Some transgender people report that their online profiles have been deleted; they wonder if their gender identity played a role.
According to Markus Frind, CEO of popular online dating site Plenty of Fish, this is simply not the case. “There is no policy,” Mr. Frind writes in an e-mail. “To give you an idea of scale, we'd need to hire close to 2,000 employees if we wanted to moderate/review users’ profiles.”
But that does not mean that transgender people are not discriminated against by potential suitors.

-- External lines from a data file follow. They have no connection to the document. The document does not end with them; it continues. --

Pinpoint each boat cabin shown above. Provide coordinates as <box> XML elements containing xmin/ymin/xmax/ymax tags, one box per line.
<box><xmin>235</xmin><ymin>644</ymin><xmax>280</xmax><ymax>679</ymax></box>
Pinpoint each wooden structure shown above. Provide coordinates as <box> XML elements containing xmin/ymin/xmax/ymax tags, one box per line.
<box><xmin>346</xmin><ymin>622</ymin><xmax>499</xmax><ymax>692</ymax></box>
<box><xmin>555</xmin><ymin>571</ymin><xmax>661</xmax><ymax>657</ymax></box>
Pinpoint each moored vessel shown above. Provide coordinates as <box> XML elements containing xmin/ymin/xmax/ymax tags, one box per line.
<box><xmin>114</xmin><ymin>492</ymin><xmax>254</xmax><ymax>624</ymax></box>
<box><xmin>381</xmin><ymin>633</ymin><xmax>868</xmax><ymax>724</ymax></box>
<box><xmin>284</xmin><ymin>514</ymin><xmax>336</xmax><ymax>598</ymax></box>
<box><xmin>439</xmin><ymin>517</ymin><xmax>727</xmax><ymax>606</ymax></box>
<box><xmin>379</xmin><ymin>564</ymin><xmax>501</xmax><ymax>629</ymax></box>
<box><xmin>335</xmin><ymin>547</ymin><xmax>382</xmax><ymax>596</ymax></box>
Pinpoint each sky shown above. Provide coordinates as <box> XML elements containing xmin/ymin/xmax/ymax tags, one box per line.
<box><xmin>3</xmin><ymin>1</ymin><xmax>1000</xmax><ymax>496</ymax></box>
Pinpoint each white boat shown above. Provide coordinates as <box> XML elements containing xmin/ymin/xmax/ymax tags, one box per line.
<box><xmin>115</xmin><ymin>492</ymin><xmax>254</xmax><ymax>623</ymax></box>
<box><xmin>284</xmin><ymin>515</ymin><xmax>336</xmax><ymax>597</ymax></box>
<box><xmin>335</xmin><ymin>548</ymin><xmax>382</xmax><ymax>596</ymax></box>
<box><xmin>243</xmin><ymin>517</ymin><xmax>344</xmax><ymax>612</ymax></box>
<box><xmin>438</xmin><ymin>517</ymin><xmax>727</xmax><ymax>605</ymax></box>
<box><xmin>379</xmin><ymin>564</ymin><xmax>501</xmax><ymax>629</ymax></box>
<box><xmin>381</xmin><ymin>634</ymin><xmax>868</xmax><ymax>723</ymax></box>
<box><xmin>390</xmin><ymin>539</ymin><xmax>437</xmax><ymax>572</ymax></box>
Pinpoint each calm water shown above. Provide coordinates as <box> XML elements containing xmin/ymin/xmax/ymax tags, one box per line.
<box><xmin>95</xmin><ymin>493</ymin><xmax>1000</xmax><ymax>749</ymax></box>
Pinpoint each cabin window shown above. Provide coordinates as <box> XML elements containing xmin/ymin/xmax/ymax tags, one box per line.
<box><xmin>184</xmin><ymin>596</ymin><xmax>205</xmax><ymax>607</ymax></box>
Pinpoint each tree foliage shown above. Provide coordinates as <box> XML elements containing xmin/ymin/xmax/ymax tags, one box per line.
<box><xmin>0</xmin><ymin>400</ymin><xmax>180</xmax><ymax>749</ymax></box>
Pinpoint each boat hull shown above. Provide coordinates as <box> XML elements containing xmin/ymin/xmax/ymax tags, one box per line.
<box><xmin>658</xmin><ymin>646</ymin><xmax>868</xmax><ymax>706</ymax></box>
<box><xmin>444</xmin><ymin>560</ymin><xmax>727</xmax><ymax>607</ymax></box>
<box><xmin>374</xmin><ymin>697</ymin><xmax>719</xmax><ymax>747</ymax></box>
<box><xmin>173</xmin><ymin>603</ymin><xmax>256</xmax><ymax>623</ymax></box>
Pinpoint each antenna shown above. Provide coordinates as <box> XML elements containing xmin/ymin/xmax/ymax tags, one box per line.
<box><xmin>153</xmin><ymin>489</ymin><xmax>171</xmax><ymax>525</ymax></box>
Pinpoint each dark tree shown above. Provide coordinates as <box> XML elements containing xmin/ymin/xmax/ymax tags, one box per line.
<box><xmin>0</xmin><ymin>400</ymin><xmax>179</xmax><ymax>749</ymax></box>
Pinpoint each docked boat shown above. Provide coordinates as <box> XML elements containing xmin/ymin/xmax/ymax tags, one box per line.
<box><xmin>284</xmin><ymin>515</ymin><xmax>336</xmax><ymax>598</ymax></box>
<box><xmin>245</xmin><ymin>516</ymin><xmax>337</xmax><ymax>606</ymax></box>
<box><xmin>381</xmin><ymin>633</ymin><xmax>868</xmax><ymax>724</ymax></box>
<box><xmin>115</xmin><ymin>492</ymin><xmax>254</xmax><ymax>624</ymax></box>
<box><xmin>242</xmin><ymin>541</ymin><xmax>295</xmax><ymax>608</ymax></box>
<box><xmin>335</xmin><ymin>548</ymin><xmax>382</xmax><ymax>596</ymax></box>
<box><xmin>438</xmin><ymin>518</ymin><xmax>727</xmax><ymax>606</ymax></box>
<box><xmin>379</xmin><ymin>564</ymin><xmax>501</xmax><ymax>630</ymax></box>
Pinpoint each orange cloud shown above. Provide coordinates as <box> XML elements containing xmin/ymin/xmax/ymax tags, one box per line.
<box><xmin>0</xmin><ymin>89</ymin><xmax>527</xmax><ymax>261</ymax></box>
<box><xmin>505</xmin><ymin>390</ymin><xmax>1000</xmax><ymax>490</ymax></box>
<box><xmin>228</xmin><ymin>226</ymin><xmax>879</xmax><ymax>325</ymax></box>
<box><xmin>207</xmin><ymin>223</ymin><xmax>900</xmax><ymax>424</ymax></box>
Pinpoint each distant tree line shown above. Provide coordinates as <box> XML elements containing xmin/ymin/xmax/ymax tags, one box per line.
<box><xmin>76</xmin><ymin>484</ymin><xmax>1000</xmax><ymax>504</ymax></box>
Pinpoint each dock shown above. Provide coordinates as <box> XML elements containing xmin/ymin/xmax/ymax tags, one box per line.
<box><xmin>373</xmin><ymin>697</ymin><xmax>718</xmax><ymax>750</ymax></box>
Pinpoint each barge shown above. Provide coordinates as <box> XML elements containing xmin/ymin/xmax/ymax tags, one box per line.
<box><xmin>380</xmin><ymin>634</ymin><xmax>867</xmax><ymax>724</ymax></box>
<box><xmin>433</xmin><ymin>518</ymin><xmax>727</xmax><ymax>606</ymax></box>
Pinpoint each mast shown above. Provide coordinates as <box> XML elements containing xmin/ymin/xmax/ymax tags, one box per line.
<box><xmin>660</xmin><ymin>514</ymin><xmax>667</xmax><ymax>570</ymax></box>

For Angie McAvoy, who is at the beginning of a transition from male to female, honesty is the best policy. Still called Andy by most friends and family members, and undaunted by pronoun slips, Angie says she has always been extremely upfront about her impending transition when communicating to potential love interests on the Internet.
“I’m pretty much open,” she says. “I think that’s the best way to go about it.”
Ms. McAvoy is currently seeing a woman she met on Craigslist, and believes that transgender people should be as frank as they are comfortable with in their online profiles, though she concedes this puts them at a disadvantage. For one thing, there are only ever two options for gender available on these sites. For another, singles are not often open to the idea.
“I think that it’s different for everybody,” says Tami Starlight, 46, a transgender woman and activist who lives in Vancouver. “I don’t think that a person should necessarily have to disclose right away.”
Ms. Starlight says some people are afraid of disclosing, or being “out,” and also worry about being fetishized.
“The dynamic is quite complex,” Ms. Starlight says. “I don’t want people to want to date me …[where] it’s just all about sex. … I’d rather have it be way more organic and find a person who is interested in me and the things that I believe in.”
For other online daters, personal information of such a calibre can be a lot to process. Rebecca says a million things went through her mind when Alex told her about his previous life. “I was floored,” she said. “But all I could think about was how wonderful he was and how much I'd come to like him.”
Says Alex, “I remember this amazingly sensitive and kind thing Rebecca said, later in the date. … She said, ‘I've been thinking and, had I told you what you just told me, I'd want to hear this: You should know that this does not change how I think of you at all. You're still this amazing guy I'm dating.’ ”
Rebecca’s willingness to get to know Alex better paid off – the couple will be married next summer. There will be obstacles in their path, but they hope to overcome them together.
“He's an amazing human being,” says Rebecca. “He's caring. He's hilarious in a dorky, nerdy, really fantastic way. He makes me laugh so hard, I cry. … He's the love of my life. I can't wait to see what the future holds.”